An award-winning documentary about an important battle in the struggle for marriage equality is coming to DVD this week.
“Church & State,” directed by Holly Tuckett and Kendall Wilcox, follows the efforts of Utah activists to overturn the state’s 2004 “Amendment 3,” which not only made same-sex marriage illegal under the state constitution but effectively blocked future legislators from granting same-sex couples any legal rights considered inherent to marriage – such as those affecting medical and end-of-life decisions or rights of inheritance.

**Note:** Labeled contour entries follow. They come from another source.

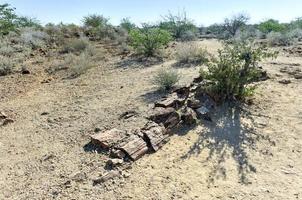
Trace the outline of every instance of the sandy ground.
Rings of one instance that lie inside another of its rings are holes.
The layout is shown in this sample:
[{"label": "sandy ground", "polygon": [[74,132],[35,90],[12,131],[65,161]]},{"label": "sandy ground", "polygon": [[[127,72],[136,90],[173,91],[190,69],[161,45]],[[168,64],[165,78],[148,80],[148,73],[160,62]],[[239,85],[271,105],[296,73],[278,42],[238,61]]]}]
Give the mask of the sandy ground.
[{"label": "sandy ground", "polygon": [[[0,199],[302,199],[302,83],[280,72],[302,69],[302,59],[285,53],[263,63],[272,78],[258,84],[252,106],[219,108],[214,123],[177,130],[127,176],[93,186],[107,155],[89,149],[89,136],[144,124],[162,95],[152,76],[174,62],[140,67],[114,57],[77,79],[44,84],[41,64],[30,75],[0,77],[0,111],[15,120],[0,127]],[[198,72],[177,70],[180,84]],[[119,120],[128,110],[139,115]]]}]

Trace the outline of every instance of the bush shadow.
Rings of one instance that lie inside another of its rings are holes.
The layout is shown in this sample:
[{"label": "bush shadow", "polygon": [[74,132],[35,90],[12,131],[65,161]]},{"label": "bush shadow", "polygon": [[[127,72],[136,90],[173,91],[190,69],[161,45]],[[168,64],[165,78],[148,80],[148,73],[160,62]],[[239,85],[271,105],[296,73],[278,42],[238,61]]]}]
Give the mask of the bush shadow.
[{"label": "bush shadow", "polygon": [[253,119],[246,111],[238,105],[225,104],[215,111],[213,123],[206,122],[205,128],[199,133],[198,139],[190,147],[189,151],[183,155],[182,159],[198,155],[203,151],[208,152],[206,161],[213,161],[213,169],[210,171],[208,183],[212,184],[216,179],[227,176],[225,162],[231,155],[237,165],[239,182],[248,184],[247,175],[255,173],[256,168],[250,163],[247,151],[256,150],[256,143],[259,140],[266,140],[270,144],[273,142],[269,137],[265,137],[244,125],[241,116]]}]

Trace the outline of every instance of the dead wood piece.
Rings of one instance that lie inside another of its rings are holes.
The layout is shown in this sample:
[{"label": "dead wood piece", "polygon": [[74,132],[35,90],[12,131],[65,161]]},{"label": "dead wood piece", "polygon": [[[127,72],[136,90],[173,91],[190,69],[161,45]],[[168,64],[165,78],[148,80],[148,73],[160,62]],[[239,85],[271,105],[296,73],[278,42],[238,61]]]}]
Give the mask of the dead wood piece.
[{"label": "dead wood piece", "polygon": [[119,144],[128,136],[127,131],[121,131],[116,128],[101,132],[91,136],[91,142],[108,149]]},{"label": "dead wood piece", "polygon": [[145,138],[150,142],[152,150],[158,151],[167,141],[169,134],[164,126],[149,122],[141,130]]},{"label": "dead wood piece", "polygon": [[124,151],[132,160],[139,159],[148,151],[148,146],[144,139],[135,134],[132,134],[116,148]]}]

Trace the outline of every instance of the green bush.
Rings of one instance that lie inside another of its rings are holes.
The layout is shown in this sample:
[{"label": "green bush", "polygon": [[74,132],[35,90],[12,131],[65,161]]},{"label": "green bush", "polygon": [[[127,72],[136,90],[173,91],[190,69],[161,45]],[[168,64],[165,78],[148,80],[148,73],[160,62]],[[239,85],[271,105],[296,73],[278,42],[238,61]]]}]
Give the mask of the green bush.
[{"label": "green bush", "polygon": [[86,38],[71,39],[63,45],[62,53],[81,53],[90,46],[90,42]]},{"label": "green bush", "polygon": [[266,38],[270,46],[289,46],[295,41],[289,33],[270,32]]},{"label": "green bush", "polygon": [[[185,11],[177,15],[169,13],[164,16],[159,28],[169,31],[175,39],[184,39],[188,33],[196,36],[197,32],[197,27],[192,20],[187,18]],[[191,38],[194,39],[194,37]]]},{"label": "green bush", "polygon": [[83,19],[85,34],[94,40],[111,37],[115,33],[114,27],[109,24],[109,18],[103,15],[88,15]]},{"label": "green bush", "polygon": [[33,27],[36,29],[42,29],[41,23],[39,20],[31,17],[18,17],[16,19],[16,25],[18,28],[24,28],[24,27]]},{"label": "green bush", "polygon": [[174,70],[161,69],[153,79],[153,83],[161,90],[168,91],[179,81],[179,74]]},{"label": "green bush", "polygon": [[0,35],[7,35],[9,32],[15,31],[17,18],[15,8],[9,4],[0,4]]},{"label": "green bush", "polygon": [[249,84],[260,77],[258,62],[276,55],[250,42],[226,43],[218,53],[201,75],[212,81],[209,91],[221,101],[242,100],[252,94],[254,87]]},{"label": "green bush", "polygon": [[136,28],[136,25],[132,23],[129,18],[124,18],[121,20],[120,27],[130,32],[130,30]]},{"label": "green bush", "polygon": [[130,31],[129,36],[130,45],[137,53],[148,57],[154,56],[159,49],[171,41],[170,33],[159,28],[134,29]]},{"label": "green bush", "polygon": [[179,63],[202,64],[208,62],[208,52],[198,44],[185,43],[176,49],[176,60]]},{"label": "green bush", "polygon": [[234,37],[239,30],[243,29],[246,26],[248,20],[249,17],[244,13],[239,13],[232,16],[231,18],[225,18],[222,27],[223,32],[226,33],[226,37]]},{"label": "green bush", "polygon": [[20,30],[20,42],[32,49],[44,47],[47,43],[49,36],[47,33],[35,30],[32,27],[25,27]]},{"label": "green bush", "polygon": [[258,29],[268,34],[270,32],[282,32],[286,29],[286,26],[280,24],[278,20],[269,19],[259,24]]},{"label": "green bush", "polygon": [[0,76],[6,76],[12,73],[15,64],[10,58],[0,57]]},{"label": "green bush", "polygon": [[79,56],[75,56],[70,66],[71,78],[79,77],[85,74],[90,68],[94,67],[95,63],[92,61],[91,55],[86,52],[81,53]]}]

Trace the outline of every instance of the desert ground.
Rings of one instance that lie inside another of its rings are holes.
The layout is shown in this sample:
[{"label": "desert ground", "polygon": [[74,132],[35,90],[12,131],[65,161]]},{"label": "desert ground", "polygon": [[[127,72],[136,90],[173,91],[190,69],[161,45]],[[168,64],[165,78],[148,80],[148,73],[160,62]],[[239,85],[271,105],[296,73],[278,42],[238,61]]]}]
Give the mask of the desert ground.
[{"label": "desert ground", "polygon": [[[198,44],[212,54],[221,47]],[[250,105],[218,107],[213,122],[175,130],[158,152],[93,185],[108,159],[88,145],[95,129],[143,125],[164,95],[151,81],[158,69],[178,70],[179,85],[199,71],[173,58],[145,66],[105,49],[78,78],[47,73],[45,56],[28,61],[30,74],[0,77],[0,111],[14,120],[0,127],[0,199],[302,199],[302,82],[287,73],[302,70],[302,59],[283,48],[261,63],[270,79],[256,83]],[[129,110],[137,115],[119,119]]]}]

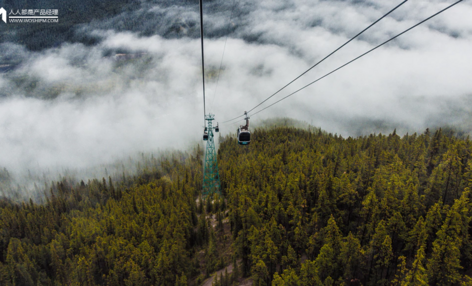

The law was challenged in 2013 by three same-sex couples who filed a lawsuit (Kitchen vs. Herbert) against the state. After the US District Court for the District of Utah found in favor of the plaintiffs, the state appealed the decision all the way to the US Supreme Court, which in 2014 declined to hear it – affirming the lower court’s finding that the marriage ban was unconstitutional. A year later, SCOTUS did agree to hear Obergefell v. Hodges, resulting in the affirmation of marriage equality as the law of the land.
The film, described as “the improbable story of a brash, inexperienced gay activist and a tiny Salt Lake City law firm that joined forces to topple Utah’s gay marriage ban,” documents “the bumpy road to equality in Utah” while casting an equal light on both the efforts of the Mormon church to wield it’s heavy influence in state politics and the in-fighting of the LGBTQ community that came close to derailing the entire process.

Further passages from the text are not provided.